On March 30, 2023, the Company entered into a securities purchase agreement with five investors, pursuant to which the Company agreed to sell 5,681,820 Class A ordinary shares (pre-reverse split), at a per share purchase price of $0.88. The gross proceeds to the Company from this Offering were approximately $5 million, before deducting any fees or expenses.

 

On August 2, 2023, the Company entered into a securities purchase agreement with an investor, pursuant to which the Company agreed to sell 2,083,333 Class A ordinary shares (pre-reverse split), at a per share purchase price of $0.48. The gross proceeds to the Company from this offering were approximately $1 million, before deducting any fees or expenses.

 

On February 23, 2024, the Company entered into a securities purchase agreement with several investors, pursuant to which the Company agreed to sell 1,300,000 Class A ordinary shares, at a per share purchase price of $1.00. The gross proceeds to the Company from this offering are approximately $1.30 million, before deducting any fees or expenses. In a concurrent private placement, the Company also issued the investors warrants to purchase up to 1,300,000 shares. Each warrant was exercisable for one Class A ordinary share. The warrants had an initial exercise price of $1.10 per share and are exercisable at any time on or after the date of issuance and will expire on the fifth anniversary of the issuance date.
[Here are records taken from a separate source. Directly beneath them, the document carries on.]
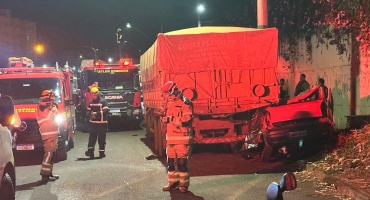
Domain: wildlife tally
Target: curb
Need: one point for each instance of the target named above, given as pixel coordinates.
(341, 186)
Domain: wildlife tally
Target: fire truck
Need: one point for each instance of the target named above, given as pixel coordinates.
(25, 85)
(227, 72)
(119, 84)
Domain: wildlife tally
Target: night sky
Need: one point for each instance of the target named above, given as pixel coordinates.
(70, 24)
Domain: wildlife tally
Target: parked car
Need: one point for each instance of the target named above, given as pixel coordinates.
(303, 124)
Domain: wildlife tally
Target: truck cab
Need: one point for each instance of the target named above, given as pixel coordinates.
(25, 85)
(119, 84)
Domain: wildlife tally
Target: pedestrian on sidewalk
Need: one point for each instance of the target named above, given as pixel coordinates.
(98, 108)
(46, 111)
(179, 134)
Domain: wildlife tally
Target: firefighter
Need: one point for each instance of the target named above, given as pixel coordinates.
(323, 90)
(98, 109)
(46, 111)
(302, 85)
(283, 95)
(178, 117)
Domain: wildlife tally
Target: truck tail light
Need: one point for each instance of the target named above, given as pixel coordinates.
(137, 100)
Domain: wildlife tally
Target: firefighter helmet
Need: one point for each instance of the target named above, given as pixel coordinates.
(94, 90)
(169, 87)
(47, 95)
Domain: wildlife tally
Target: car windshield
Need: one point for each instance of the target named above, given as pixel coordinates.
(28, 90)
(112, 79)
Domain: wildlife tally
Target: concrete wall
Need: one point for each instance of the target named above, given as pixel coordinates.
(336, 71)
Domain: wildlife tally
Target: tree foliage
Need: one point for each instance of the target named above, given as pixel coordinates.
(333, 22)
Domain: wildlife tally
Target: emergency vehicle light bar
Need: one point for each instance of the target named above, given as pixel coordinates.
(28, 70)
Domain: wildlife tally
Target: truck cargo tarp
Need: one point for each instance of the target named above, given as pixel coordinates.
(210, 48)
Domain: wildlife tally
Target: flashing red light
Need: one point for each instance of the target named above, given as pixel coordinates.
(125, 62)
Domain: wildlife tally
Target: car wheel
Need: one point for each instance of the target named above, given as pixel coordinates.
(71, 142)
(7, 188)
(61, 153)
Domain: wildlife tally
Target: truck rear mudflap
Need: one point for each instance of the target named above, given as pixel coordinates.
(304, 132)
(219, 140)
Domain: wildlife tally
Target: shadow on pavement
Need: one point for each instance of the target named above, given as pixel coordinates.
(29, 186)
(28, 158)
(208, 160)
(177, 195)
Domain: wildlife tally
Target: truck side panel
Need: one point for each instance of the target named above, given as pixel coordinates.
(224, 68)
The 1,300,000 warrants were fully exercised on June 28, 2024.

 

On March 15, 2024, the Company entered into a securities purchase agreement (with several investors, pursuant to which the Company agreed to sell 1,727,941 Class A ordinary shares, at a per share purchase price of $1.36. The gross proceeds to the Company from this offering are approximately $2.35 million, before deducting any fees or expenses.

 

 

On May 28, 2024, the Company entered into securities purchase agreement (with certain investors pursuant to which the Company agreed to sell 102,041 Class A ordinary shares, (at a per share purchase price of $0.98. The gross proceeds to the Company from this offering are approximately $100,000, before deducting any fees or expenses.

 

On June 28, 2024, the Company entered into a securities purchase agreement with several investors, pursuant to which the Company agreed to sell 108,085 Class A ordinary shares, (the “Shares”), at a per share purchase price of $1.602. The gross proceeds to the Company from this offering are approximately $250,000, before deducting any fees or expenses.

 

Share-based Compensation

 

From January 1 to June 30, 2024, the Company issued an aggregate of 56,660 shares to its Chief Financial Officer as Share Compensation expense. The fair value of 56,660 shares was $ 97,800.

 

From January 1 to June 30, 2024, the Company issued an aggregate of 2,100,000 class B shares to its Chief Executive Officer as a Share Compensation expense. The fair value of 2,100,000 shares was $ 2,922,000.

 

From January 1 to June 30, 2024, the Company issued an aggregate of 886,000 shares to its directors as a Share Compensation expense. The fair value of 886,000 shares was $ 1,311,280.

 

From January 1 to June 30, 2024, the Company issued an aggregate of 153,032 shares) to its employees as a Share Compensation expense. The fair value of 153,032 shares was $ 249,040.

 

From January 1 to June 30, 2024, the Company issued aggregate of 436,633 shares to its consultants or consulting firms as Share Compensation expense.